Objectives: The aim of the study was to evaluate the relationship between symptom-onset-to-balloon time and one-year mortality in patients with ST-segment elevation myocardial infarction (STEMI) treated by primary angioplasty.
Background: Despite the prognostic implications demonstrated in patients with STEMI treated with thrombolysis, the impact of time-delay on prognosis in patients undergoing primary angioplasty has yet to be established.
Methods: Our study population consisted of 1,791 patients with STEMI treated by primary angioplasty from 1994 to 2001. All clinical, angiographic and follow-up data were collected. Subanalyses were conducted according to patient risk profile at presentation and preprocedural Thrombolysis In Myocardial Infarction (TIMI) flow.

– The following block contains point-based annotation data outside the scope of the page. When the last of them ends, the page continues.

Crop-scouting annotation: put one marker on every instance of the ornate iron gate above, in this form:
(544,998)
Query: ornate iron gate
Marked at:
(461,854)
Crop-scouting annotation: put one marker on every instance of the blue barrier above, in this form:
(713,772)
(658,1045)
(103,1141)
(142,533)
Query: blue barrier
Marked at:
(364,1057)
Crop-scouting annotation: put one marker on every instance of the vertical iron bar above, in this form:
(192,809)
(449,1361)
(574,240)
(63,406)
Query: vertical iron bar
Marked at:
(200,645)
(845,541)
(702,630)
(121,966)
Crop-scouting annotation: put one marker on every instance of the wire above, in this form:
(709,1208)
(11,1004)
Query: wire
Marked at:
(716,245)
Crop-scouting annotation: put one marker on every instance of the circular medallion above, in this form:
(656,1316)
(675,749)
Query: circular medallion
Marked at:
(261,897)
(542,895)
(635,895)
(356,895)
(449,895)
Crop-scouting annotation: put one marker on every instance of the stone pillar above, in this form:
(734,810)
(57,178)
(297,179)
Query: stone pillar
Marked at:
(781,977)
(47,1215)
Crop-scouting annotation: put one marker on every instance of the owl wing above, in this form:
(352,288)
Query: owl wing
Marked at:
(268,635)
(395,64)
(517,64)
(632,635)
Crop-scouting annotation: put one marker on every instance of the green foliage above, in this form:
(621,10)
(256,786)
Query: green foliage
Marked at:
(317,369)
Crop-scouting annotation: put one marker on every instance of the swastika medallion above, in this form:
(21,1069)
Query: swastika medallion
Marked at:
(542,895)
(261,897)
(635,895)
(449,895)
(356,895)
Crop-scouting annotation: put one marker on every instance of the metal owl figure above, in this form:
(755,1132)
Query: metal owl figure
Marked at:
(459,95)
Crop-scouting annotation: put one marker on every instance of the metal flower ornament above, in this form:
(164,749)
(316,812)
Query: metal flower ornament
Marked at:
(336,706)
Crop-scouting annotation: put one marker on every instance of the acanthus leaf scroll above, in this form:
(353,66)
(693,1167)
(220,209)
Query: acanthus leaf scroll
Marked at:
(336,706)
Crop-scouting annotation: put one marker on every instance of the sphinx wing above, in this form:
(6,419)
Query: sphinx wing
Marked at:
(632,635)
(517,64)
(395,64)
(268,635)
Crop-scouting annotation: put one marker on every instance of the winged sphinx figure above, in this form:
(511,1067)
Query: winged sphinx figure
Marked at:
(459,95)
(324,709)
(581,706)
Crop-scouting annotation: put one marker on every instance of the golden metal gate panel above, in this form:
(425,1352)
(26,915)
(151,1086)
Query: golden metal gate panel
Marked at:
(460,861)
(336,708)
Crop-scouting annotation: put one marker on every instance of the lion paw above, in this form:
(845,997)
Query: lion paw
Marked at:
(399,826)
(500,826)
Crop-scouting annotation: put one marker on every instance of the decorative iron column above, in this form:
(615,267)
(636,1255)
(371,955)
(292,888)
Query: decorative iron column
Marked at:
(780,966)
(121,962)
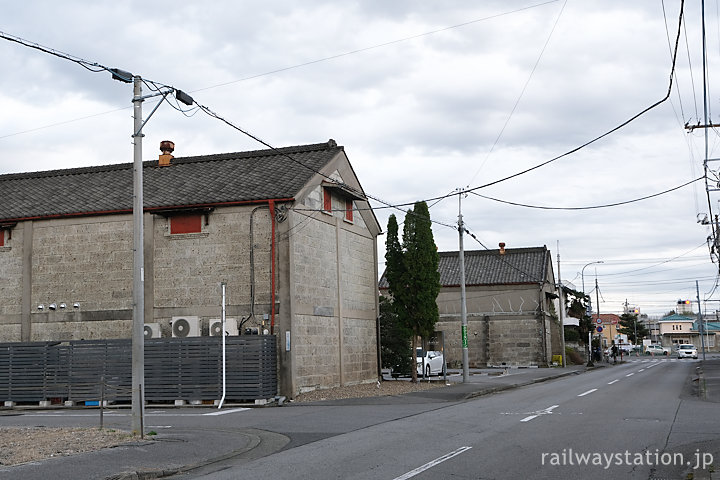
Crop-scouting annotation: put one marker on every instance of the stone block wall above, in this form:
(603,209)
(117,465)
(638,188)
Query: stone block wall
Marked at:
(11,267)
(333,295)
(515,342)
(188,268)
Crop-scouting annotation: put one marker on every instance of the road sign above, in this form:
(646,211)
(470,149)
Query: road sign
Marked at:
(607,321)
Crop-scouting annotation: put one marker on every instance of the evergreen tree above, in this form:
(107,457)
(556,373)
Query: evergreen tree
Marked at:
(629,325)
(394,340)
(411,270)
(421,280)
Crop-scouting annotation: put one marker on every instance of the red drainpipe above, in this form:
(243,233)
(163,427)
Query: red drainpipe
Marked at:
(271,206)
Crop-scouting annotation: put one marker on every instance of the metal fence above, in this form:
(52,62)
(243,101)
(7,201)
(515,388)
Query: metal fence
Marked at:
(187,369)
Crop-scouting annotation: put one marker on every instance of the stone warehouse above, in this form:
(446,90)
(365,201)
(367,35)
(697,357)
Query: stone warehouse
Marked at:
(511,302)
(288,230)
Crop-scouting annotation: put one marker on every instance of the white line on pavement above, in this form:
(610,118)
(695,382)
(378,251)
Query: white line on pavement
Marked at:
(429,465)
(224,412)
(588,392)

Results: A total of 103 patients (5.8%) had died at one year. Symptom-onset-to-balloon time was significantly associated with the rate of postprocedural TIMI 3 flow (p = 0.012), myocardial blush grade (p = 0.033), and one-year mortality (p = 0.02). A stronger linear association between symptom-onset-to-balloon time and one-year mortality was observed in non-low-risk patients (p = 0.006) and those with preprocedural TIMI flow 0 to 1 (p = 0.013). No relationship was found between door-to-balloon time and mortality. At multivariate analysis, a symptom-onset-to-balloon time >4 h was identified as an independent predictor of one-year mortality (p < 0.05).
Conclusions: This study shows that, in patients with STEMI treated by primary angioplasty, symptom-onset-to-balloon time, but not door-to-balloon time, is related to mortality, particularly in non-low-risk patients and in the absence of preprocedural anterograde flow. Furthermore, a symptom-onset-to-balloon time >4 h was identified as independent predictor of one-year mortality.